Sur ce qui s'est passé au cours des trente dernières années, je dirais, pour citer Georges Marchais, que le bilan a été globalement positif. On a eu une diminution massive de la faim dans le monde et de la pauvreté, une augmentation considérable de la classe moyenne, même si, effectivement, rien n'est satisfaisant, et le bilan environnemental est loin de l'être. Je crois qu'il ne faut pas lier les deux choses. Le problème d'un libre-échange convenablement géré porte sur la manière dont sont gérées les externalités. Là où le Président Chassaigne a raison, c'est que les externalités ne sont pas suffisamment prises en compte.
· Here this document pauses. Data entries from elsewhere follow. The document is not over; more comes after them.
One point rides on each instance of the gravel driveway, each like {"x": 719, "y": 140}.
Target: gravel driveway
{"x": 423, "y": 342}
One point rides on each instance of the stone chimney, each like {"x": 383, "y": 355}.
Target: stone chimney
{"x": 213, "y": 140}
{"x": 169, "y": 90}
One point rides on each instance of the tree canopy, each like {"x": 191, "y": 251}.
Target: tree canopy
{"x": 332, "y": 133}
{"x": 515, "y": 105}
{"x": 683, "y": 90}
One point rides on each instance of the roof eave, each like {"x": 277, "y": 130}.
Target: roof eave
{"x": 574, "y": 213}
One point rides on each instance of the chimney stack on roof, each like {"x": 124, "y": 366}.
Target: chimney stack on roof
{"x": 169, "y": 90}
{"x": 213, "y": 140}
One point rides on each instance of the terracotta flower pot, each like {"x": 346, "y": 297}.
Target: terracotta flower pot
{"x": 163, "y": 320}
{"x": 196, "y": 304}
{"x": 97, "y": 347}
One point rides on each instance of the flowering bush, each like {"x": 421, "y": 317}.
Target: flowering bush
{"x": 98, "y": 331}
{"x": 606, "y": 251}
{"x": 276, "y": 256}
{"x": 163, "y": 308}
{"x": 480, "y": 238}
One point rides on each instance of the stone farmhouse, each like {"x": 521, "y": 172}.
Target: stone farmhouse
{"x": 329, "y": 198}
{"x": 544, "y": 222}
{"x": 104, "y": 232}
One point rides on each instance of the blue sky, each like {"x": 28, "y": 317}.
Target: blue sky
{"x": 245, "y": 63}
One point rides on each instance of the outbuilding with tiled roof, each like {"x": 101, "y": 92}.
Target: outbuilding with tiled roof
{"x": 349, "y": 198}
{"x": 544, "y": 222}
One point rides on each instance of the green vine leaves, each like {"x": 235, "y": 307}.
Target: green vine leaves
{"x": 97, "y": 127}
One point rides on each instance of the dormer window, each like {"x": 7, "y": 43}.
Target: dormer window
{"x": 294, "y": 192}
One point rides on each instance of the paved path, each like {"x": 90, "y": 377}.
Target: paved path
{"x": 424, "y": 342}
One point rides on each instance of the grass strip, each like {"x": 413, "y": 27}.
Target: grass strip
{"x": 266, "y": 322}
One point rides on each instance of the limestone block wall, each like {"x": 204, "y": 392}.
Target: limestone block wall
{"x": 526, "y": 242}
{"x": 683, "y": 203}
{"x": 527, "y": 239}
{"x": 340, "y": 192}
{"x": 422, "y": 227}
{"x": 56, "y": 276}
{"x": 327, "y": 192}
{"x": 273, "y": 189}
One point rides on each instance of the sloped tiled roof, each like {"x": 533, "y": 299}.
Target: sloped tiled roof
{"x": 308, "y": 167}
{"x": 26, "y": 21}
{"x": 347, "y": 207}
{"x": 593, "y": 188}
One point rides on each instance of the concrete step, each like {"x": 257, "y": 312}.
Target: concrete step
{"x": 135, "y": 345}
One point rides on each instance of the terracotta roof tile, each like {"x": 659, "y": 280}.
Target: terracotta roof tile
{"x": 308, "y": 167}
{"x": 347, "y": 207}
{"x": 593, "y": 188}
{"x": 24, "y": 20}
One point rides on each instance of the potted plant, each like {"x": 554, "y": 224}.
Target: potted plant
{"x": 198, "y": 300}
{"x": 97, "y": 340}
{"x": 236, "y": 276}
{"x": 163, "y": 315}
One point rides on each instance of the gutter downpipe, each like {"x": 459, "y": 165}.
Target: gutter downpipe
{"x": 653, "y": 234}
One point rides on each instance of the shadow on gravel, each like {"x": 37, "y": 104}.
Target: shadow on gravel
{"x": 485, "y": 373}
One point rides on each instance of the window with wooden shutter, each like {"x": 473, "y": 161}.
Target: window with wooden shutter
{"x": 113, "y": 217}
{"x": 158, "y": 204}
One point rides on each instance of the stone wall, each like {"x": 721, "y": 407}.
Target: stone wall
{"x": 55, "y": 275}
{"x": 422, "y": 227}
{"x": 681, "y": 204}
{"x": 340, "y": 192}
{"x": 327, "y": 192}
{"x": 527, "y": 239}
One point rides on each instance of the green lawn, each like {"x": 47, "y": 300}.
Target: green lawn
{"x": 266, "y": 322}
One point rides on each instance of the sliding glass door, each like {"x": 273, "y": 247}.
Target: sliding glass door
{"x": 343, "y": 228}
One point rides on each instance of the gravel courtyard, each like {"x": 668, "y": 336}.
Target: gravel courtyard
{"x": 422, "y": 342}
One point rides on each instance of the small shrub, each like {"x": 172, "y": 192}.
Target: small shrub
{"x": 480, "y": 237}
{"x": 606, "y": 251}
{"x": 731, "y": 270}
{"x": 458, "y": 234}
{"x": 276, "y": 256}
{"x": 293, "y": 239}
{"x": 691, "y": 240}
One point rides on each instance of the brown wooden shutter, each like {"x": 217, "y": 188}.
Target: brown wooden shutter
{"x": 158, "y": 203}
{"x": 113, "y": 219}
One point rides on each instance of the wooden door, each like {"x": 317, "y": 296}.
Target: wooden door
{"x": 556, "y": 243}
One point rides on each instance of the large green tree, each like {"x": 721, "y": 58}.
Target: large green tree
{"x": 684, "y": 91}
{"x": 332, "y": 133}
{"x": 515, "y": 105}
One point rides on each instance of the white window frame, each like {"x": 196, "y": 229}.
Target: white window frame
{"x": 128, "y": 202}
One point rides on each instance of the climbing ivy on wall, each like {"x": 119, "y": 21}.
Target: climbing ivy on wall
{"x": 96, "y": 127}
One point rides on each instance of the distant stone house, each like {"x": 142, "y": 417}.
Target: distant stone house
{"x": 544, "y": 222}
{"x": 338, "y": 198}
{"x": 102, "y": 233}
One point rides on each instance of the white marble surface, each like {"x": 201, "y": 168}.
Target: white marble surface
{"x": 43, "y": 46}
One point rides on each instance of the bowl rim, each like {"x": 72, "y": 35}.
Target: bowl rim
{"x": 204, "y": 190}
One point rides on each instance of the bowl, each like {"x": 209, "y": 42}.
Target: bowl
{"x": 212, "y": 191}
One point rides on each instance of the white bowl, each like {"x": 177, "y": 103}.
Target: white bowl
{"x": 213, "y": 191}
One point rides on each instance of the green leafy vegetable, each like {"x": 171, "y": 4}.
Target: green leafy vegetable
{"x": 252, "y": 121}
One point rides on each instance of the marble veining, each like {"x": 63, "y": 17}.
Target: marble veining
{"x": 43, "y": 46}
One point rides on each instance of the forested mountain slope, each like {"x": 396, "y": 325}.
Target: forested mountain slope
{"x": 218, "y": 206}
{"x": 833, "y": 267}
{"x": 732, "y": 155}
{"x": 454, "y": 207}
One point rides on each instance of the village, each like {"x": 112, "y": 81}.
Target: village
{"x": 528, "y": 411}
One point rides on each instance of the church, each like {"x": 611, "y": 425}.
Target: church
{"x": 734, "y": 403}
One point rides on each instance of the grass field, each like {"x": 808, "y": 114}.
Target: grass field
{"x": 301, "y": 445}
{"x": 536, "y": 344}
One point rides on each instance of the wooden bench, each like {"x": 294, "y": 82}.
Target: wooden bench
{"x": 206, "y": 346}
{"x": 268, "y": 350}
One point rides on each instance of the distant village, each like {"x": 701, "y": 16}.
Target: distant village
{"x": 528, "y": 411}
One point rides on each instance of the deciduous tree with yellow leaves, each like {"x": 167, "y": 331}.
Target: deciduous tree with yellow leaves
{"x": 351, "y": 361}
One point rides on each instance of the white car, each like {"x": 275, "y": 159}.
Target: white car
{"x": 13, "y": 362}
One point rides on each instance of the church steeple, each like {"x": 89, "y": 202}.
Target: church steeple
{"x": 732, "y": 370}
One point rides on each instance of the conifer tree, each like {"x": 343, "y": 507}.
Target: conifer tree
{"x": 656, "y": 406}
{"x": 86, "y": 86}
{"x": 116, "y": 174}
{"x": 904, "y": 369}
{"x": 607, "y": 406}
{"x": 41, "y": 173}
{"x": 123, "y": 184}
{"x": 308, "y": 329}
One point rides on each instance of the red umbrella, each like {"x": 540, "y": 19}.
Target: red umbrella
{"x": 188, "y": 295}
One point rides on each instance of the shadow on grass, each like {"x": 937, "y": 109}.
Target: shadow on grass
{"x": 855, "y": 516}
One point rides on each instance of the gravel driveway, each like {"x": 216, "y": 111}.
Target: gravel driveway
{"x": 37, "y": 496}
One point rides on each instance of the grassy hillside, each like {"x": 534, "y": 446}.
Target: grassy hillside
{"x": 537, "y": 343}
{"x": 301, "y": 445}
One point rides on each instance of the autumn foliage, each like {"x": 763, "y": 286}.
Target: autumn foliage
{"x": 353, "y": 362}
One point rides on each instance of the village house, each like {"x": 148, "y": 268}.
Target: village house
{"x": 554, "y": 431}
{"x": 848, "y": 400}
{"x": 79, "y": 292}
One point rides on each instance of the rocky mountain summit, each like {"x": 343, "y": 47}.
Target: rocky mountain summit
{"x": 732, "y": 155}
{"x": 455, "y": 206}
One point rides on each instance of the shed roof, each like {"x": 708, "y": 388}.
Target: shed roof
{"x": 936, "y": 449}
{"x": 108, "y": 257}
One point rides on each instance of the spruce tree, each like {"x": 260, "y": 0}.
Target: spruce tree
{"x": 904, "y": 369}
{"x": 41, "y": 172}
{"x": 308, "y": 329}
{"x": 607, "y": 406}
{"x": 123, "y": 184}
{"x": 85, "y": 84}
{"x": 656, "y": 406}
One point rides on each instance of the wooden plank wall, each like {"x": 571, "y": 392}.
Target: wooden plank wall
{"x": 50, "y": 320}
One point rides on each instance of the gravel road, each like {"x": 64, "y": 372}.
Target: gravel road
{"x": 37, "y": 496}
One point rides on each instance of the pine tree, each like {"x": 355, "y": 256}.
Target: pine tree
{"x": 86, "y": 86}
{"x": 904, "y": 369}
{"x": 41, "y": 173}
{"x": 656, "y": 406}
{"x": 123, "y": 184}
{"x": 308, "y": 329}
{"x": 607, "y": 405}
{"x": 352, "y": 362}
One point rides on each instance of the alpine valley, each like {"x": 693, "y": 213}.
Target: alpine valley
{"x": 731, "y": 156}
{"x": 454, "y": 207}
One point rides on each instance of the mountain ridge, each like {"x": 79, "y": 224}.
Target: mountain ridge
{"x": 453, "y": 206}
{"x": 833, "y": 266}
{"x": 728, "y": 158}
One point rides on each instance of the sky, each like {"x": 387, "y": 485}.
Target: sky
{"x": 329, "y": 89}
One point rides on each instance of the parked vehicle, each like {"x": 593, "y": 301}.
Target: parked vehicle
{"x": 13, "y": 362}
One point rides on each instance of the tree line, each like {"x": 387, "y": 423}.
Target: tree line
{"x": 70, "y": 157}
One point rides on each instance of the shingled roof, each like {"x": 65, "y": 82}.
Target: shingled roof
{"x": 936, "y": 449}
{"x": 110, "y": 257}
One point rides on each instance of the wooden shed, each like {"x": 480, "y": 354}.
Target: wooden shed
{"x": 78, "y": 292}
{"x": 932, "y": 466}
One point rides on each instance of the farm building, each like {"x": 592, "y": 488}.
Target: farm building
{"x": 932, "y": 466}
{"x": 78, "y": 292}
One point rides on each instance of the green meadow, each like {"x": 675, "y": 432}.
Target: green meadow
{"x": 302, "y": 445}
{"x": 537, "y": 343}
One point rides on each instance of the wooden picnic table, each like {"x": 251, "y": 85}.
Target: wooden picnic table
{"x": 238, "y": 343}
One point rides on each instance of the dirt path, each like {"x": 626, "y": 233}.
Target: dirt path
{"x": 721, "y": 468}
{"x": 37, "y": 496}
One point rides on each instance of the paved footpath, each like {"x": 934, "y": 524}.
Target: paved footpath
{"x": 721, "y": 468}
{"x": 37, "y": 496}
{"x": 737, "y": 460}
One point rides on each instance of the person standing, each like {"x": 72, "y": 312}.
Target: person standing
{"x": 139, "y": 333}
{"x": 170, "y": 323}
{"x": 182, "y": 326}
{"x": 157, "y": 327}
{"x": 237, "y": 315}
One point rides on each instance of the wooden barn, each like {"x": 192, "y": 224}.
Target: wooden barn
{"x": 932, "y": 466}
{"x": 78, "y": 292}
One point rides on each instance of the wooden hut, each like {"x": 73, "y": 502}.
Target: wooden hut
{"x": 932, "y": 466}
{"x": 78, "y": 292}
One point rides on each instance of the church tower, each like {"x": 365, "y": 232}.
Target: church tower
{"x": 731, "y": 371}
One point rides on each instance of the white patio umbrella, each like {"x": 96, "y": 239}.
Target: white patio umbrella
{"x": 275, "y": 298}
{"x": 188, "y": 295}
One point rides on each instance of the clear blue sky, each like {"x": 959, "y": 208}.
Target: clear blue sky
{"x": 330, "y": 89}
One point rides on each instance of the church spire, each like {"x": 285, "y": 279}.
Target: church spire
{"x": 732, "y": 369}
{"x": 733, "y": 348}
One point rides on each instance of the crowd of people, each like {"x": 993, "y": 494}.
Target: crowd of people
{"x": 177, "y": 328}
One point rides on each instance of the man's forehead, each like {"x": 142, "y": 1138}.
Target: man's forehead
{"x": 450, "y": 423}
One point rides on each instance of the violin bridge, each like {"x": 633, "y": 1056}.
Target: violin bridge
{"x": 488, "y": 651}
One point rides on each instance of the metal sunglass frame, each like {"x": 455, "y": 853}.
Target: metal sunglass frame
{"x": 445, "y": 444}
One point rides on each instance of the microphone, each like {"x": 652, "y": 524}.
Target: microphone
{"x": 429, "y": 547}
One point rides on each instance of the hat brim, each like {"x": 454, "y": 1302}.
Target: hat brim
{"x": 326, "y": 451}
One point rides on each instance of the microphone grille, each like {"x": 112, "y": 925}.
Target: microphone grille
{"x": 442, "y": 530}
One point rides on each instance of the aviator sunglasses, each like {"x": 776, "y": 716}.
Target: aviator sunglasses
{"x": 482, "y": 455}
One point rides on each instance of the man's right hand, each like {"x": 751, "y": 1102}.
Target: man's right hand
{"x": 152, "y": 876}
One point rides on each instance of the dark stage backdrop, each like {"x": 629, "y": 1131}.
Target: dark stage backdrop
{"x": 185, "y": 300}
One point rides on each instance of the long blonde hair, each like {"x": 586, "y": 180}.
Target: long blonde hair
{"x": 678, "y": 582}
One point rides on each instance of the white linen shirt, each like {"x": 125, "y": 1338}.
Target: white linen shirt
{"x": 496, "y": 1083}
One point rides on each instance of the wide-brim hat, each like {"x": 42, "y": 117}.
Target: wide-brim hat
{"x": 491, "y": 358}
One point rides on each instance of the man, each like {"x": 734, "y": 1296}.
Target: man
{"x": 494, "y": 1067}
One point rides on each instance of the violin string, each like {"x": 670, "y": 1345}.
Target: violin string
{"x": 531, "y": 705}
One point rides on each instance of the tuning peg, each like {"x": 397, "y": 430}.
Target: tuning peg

Je ne crois pas que ce soit une mesure à prendre unilatéralement en France ou en Europe, mais le kérosène des avions ou le fioul des bateaux n'ont pas à bénéficier d'une taxation exagérément favorable. C'est une distorsion de la concurrence. Il faut que les externalités soient prises en compte. C'est tout le sens de notre action en matière européenne.

Ma deuxième remarque, et c'est là que le maximalisme que j'ai pu entendre m'inquiète, c'est que nous avons des intérêts économiques et commerciaux, liés à la croissance et à la lutte contre le chômage. Nous, Européens, avons intérêt à pouvoir exporter. Il ne faut pas mésestimer ces intérêts. Nous sommes en face de gens qui sont nos adversaires dans ces négociations. Je ne me prononce pas sur le MERCOSUR, car il y aurait beaucoup à dire, mais ce qui est clair, c'est que cela a été jusqu'au bout un bras de fer géopolitique entre l'Europe et Trump. La pression exercée par les Américains pour empêcher les Argentins et les Brésiliens de signer a été considérable. Il s'est joué dans ce bras de fer une part du multilatéralisme. Je ne voudrais pas que nous perdions cela de vue.

Dans le CETA ou les accords avec la Corée du Sud (qui ont été très positifs pour notre industrie), il y a la volonté d'échanger mais aussi de réguler. Il ne faudrait pas, dans ce rapport, jeter le bébé avec l'eau du bain. Je comprends bien qu'on soit inquiets sur le MERCOSUR, parce que le président Chassaigne l'a dit très justement : c'est un accord très intéressant pour beaucoup de secteurs, mais dans lequel la variable d'ajustement est clairement les agriculteurs, et plus particulièrement les éleveurs. Il n'est pas normal qu'on sacrifie un secteur.

Globalement, je pense que, premièrement, nous devons continuer la politique d'organisation et de libéralisation des échanges. Deuxièmement, je ne voudrais pas qu'il y ait une solidarité entre les écologistes et M. Trump. Troisièmement, je crois que le mieux est l'ennemi du bien ; lors de la conclusion d'accords internationaux, il est vrai que l'on n'obtient pas tout ce que l'on voudrait et qui soit 100 % en phase avec des valeurs européennes. La mesure de cela n'est pas seulement nos convictions mais, comme dirait Max Weber, notre responsabilité. Il s'agit de savoir si nous y gagnons globalement, en tant que normateurs, que producteurs, que consommateurs, ou si nous y perdons. C'est un engagement relativiste, là où certaines déclarations ont un peu tendance à être absolutistes.